Zahara, Berto Romero o Hernán Zin: strategie artistiche di fronte alla pandemia

Zahara, Berto Romero o Hernán Zin: strategie artistiche di fronte alla pandemia

Scriveva Georges Didi-Huberman in 1999 che è difficile parlare di “ciò a cui si è direttamente, vitalmente, esposti”. A tal proposito raccoglie nella sua opera Quando le immagini prendono posizione una voce del diario personale di Bertolt Brecht, datata Settembre 1940.

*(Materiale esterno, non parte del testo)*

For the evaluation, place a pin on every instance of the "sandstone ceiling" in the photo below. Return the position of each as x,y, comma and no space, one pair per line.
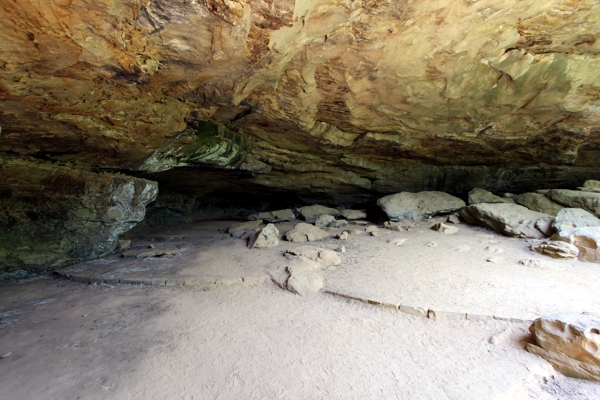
338,97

Lì il drammaturgo ha espresso la preoccupazione con cui ha seguito la Battaglia d’Inghilterra, e la facilità con cui, nonostante tutto, è riuscito a lavorare alla sua opera Il signor Puntila e il suo servitore Matti :

Puntila non significa quasi nulla per me, la guerra significa tutto; Posso scrivere quasi tutto su Puntila, sulla guerra, niente. E non voglio dire che non dovrei “scrivere”, ma che proprio non posso”.

. La decisione di occuparsi del presente nobilita la pratica artistica. Ma è sorprendente, soprattutto nel caso di attivisti di rilievo, che a volte si imponga il silenzio o la fuga quando si è direttamente interessati. Per Brecht, lo scenario era la guerra; per gli artisti contemporanei, la pandemia di coronavirus

Il racconto artistico della pandemia inizierà quando sarà un ricordo del passato. Sebbene ci siano già abbastanza indicazioni che ci saranno tre strategie creative contro di essa: evitamento, evasione o assunzione.

Evitare di sopravvivere

La fatica, pandemia o meno, affligge anche gli artisti. Quindi, l’evitamento dell’immediato non può essere sempre interpretato in termini di fuga o di sguardo dall’altra parte: è, a volte, un ritiro. Una strategia sfuggente.

L’ultimo album di Zahara, Puta , composto nel mezzo di una pandemia, non parla di confinamento. Né del coronavirus. Non significa che non le importi: anche lei è stata colpita dal “colpo della realtà”. Ma nel suo caso, l’urgenza del presente ha rivelato i suoi stessi bisogni. In un’intervista ha dichiarato:

Ho passato un periodo terribile e l’album è il risultato di sessioni di terapia che portano a un totale crollare con la pandemia. Nel mio tentativo di sopravvivere ho scritto queste canzoni

Come descritto dal filosofo John Morreall in Commedia, tragedia e religione (1940), la forza del fumetto sta nella sua pragmatica visione del mondo. Secondo lei, la felicità non fa parte delle promesse di un nuovo e normale mondo perfetto. È qualcosa che dovrà essere improvvisato qui e ora.